Targeting local sources of natural gas represents a sharp departure from the previous iteration of the plan, which relied more heavily on state and federal programs to curb city emissions.

In fact, phasing out natural gas from existing buildings, including all those owned by the city, represents nearly 40 percent of all greenhouse-gas reductions in the plan by 2035, according to city documents. Under the previous plan, drafted in 2015 by then-Mayor Kevin Faulconer, strategies to green-up buildings represented less than 2 percent of total cuts.

“There’s one action within this … that outweighs every other strategy, and that is the measure to phase out 90 percent of natural gas from existing buildings,” Jordan More, fiscal and policy analyst at the city’s Office of the Independent Budget Analyst, said at the public meeting.

City leaders recognized the major lift ahead. Councilman Joe LaCava pledged to help shepherd the new goals, calling on city staff to draft a detailed implementation and funding plan in coming months.

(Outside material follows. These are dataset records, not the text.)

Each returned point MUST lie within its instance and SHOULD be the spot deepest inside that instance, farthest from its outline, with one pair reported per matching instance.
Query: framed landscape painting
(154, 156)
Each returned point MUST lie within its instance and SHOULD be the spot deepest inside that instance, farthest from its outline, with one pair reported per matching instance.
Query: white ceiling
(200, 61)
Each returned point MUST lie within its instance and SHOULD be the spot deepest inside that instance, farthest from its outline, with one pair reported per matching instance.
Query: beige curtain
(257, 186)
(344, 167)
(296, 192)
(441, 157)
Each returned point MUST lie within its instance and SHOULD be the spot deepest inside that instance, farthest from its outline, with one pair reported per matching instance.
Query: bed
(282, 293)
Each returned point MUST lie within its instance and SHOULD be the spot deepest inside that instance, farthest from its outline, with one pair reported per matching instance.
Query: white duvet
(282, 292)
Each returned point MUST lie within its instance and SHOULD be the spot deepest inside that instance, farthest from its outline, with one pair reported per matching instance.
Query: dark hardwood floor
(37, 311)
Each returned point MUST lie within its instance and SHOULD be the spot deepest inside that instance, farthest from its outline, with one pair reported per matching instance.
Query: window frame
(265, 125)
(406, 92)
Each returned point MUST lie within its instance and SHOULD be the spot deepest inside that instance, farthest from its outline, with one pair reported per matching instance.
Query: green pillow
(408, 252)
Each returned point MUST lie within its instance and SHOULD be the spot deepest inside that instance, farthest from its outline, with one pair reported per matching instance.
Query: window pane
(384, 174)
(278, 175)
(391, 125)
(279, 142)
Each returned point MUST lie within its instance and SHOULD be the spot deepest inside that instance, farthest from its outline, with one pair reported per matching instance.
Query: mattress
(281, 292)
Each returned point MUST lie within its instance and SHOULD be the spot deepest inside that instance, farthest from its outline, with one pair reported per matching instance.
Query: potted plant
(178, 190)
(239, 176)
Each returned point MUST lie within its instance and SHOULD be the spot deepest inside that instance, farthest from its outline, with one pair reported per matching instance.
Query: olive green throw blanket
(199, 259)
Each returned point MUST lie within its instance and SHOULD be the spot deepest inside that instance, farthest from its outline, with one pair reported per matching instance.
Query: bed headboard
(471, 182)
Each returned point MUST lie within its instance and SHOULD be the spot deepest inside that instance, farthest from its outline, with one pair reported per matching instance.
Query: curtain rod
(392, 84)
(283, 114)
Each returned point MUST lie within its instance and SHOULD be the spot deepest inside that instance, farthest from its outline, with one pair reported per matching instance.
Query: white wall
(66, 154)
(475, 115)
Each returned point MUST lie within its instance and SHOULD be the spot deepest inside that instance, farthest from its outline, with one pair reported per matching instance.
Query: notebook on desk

“We will meet our targets,” he said ahead of Tuesday’s vote. “I commit to working closely with the mayor’s office on the timelines.”

Many environmental activists lauded the city for its bold vision, while others were more reserved.

“The City Council is giving us hope that the city is serious now, but we have to wait to celebrate until we see real action,” said Nicole Capretz, executive director of the San Diego-based Climate Action Campaign.

The consequences of banning natural gas in new construction are expected to be “slight,” eliminating about 65 out of 32,000 residential construction jobs in the region, according to an independent analysis conducted by the Building Electrification Institute.

However, the broader vision of decarbonizing nearly all of the existing buildings in the city will have a “much more significant impact,” according to the report. The city has about 6,200 jobs associated with the distribution of natural gas, including electricians, plumbers and engineers. While some workers will likely be able to secure employment elsewhere, about 1,900 specialized workers could find themselves in a tough spot.

Still, retrofitting buildings with electric stoves and heat pumps would create “thousands” of new jobs, the report found. Ensuring a smooth transition will likely require years of planning that allows workers to gain skills in other sectors, such as water and sewer.

“The city of San Diego climate action plan must include an action job plan, stronger worker protections and workforce standards to create good green energy jobs,” said Cristina Marquez, an organizer with the International Brotherhood of Electrical Workers Local 569.

Many strategies to rein in climate pollution in the updated plan remained largely unchanged. Officials are still looking to ramp up investments in local solar and other renewable energy projects through the city’s publicly run alternative to San Diego Gas & Electric, known as San Diego Community Power. The so-called community choice aggregation program launched last year and serves customers in San Diego, Chula Vista, La Mesa, Encinitas and Imperial Beach.

The city is also doubling down on a plan to reduce driving. Its vision calls for boosting housing density and overhauling streets to encourage half of all commuters to walk, bike and ride public transit by 2035 — although the city has tweaked its targets a bit, aiming for less transit and bicycle use and more walking.

However, getting people out of their cars has been a major challenge across sprawling Southern California.

The recent failure of a proposed tax hike in San Diego County, spearheaded by labor and green groups to dramatically expand the region’s rail system, represents a major setback for the city’s efforts to limit tailpipe emissions.